Unemployment Compensation Board of Review of the Commonwealth v. Sanchez

Opinion by

Judge Wilkinson,

Appellant had been an employee of the Department of Health, Education and Welfare, located in Pennsylvania, for approximately five years prior to receiving a disability retirement on October 24, 1973. Thereafter, appellant took up residency in Florida and filed an Interstate Claim for unemployment compensation benefits effective on October 28, 1973, against Pennsylvania. Due to a serious heart ailment, which was the cause of appellant’s disability retirement, appellant limited the work which he would accept to one or two hours per day. In response to a form questionnaire, appellant stated he could not accept full-time work because his doctor prohibited it due to his condition. During an interview in November of 1973, appellant stated he was restricted to very light work, part-time, restricted to one or two hours daily. A statement submitted by appellant’s doctor on November 11, 1973, indicated appellant was unable to accept gainful employment and that he was limited to “very light work — no more than one or two hours daily.”

*355The Bureau of Employment Security (Bureau) denied benefits on the ground that appellant was not able and available for full-time work on the basis of the medical statement submitted. The referee reversed this determination, granting the claimed benefits. On appeal by the Bureau, the Unemployment Compensation Board of Review (Board) reversed the referee and denied the appellant’s claims. The Board found that the applicant was not able and available for work, reasoning that he had so restricted his availability that he was not genuinely and realistically attached to the labor market.

Section 401(d) of the Unemployment Compensation Law, Act of December 5, 1936, Second Ex. Sess., P. L. (1937) 2897, as amended, 43 P. S. §801 (d), provides:

“Compensation shall be payable to any employe who is or becomes unemployed, and who—
“(d) Is able to work and available for suitable work. . . .”

The determination of availability is largely a question of fact for the Board. Graham v. Unemployment Compensation Board of Review, 14 Pa. Commonwealth Ct. 445, 322 A.2d 807 (1974); Collins Unemployment Compensation Case, 191 Pa. Superior Ct. 273, 156 A.2d 593 (1959). Our scope of review, absent fraud or error of law, is to determine if the findings of the Board are supported by substantial evidence. Chickey v. Unemployment Compensation Board of Review, 16 Pa. Commonwealth Ct. 485, 332 A.2d 853 (1975); State v. Unemployment Compensation Board of Review, 13 Pa. Commonwealth Ct. 181, 318 A.2d 398 (1974).

A claimant may render himself unavailable for work by imposing conditions and limitations on employment availability. Hunt v. Unemployment Compensation Board of Review, 8 Pa. Commonwealth Ct. 577, 302 A.2d 866 (1973); Bernotas Unemployment Compensation Case, 175 Pa. Superior Ct. 437, 106 A.2d 638 (1954). Further, one who is physically unable to accept substantial employment does not meet the requirements of the cited Section *356of the Unemployment Compensation Law. Palovich Unemployment Compensation Case, 194 Pa. Superior Ct. 198, 166 A.2d 339 (1960); Romiski Unemployment Compensation Case, 169 Pa. Superior Ct. 106, 82 A.2d 565 (1951). Any other holding would transform unemployment compensation into health insurance. D’Yantone Unemployment Compensation Case, 159 Pa. Superior Ct. 15, 46 A.2d 525 (1946).
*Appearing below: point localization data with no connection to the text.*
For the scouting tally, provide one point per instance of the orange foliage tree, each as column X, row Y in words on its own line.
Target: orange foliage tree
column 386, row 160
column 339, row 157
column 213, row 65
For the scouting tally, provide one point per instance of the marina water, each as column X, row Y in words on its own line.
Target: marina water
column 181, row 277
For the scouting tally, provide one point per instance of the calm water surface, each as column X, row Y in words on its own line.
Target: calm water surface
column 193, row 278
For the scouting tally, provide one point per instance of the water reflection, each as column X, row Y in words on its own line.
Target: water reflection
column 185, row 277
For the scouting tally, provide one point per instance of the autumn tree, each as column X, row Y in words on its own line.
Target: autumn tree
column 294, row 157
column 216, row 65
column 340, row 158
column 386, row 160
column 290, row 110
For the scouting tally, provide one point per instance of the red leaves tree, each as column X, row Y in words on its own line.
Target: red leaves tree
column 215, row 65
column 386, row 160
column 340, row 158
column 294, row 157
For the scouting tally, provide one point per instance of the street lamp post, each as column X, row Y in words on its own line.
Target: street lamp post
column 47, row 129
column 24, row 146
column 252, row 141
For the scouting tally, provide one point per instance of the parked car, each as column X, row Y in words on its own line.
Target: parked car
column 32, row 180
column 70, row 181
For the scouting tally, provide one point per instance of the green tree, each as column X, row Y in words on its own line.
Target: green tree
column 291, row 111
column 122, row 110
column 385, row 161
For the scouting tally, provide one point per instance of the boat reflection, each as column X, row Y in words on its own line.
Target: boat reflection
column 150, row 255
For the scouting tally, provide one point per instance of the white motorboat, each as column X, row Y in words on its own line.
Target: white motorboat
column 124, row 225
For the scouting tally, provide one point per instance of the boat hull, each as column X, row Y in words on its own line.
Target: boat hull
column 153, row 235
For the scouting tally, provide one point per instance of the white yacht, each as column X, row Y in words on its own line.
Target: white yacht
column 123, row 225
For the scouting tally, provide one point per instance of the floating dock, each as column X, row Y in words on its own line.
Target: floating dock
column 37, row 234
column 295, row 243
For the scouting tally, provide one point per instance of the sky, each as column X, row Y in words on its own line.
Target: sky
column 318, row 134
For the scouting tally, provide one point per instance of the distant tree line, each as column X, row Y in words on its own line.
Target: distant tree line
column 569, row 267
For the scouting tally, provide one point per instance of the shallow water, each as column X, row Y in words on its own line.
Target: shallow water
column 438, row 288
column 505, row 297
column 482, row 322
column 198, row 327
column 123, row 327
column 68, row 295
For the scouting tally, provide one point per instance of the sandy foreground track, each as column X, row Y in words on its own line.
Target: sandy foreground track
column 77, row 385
In the instant case, the appellant’s availability for work has been limited by his medical condition to a maximum of two hours per day in light work. The Board found that this restriction, in fact, eliminated appellant’s attachment to the labor market. We cannot disagree.1

Accordingly, we enter the following

Order

Now, October 15, 1975, the order of the Unemployment Compensation Board of Review, denying benefits to Eugenio M. Sanchez, is hereby affirmed.

. This case is distinguishable from Unemployment Compensation Board of Review v. Patsy, 21 Pa. Commonwealth Ct. 341, 345 A.2d 785 (1975), where a claimant with diminished physical capacities was granted an opportunity to prove the existence of work of a sedentary nature, suitable to Ms capabilities, by way of a remand. In the instant case, the claimant has already presented proof on the subject of work availability which was unconvincing to the Board. Further, appellant’s limitations are substantially greater than those in Patsy, including a significant time limitation as well as a limitation as to the nature of acceptable work.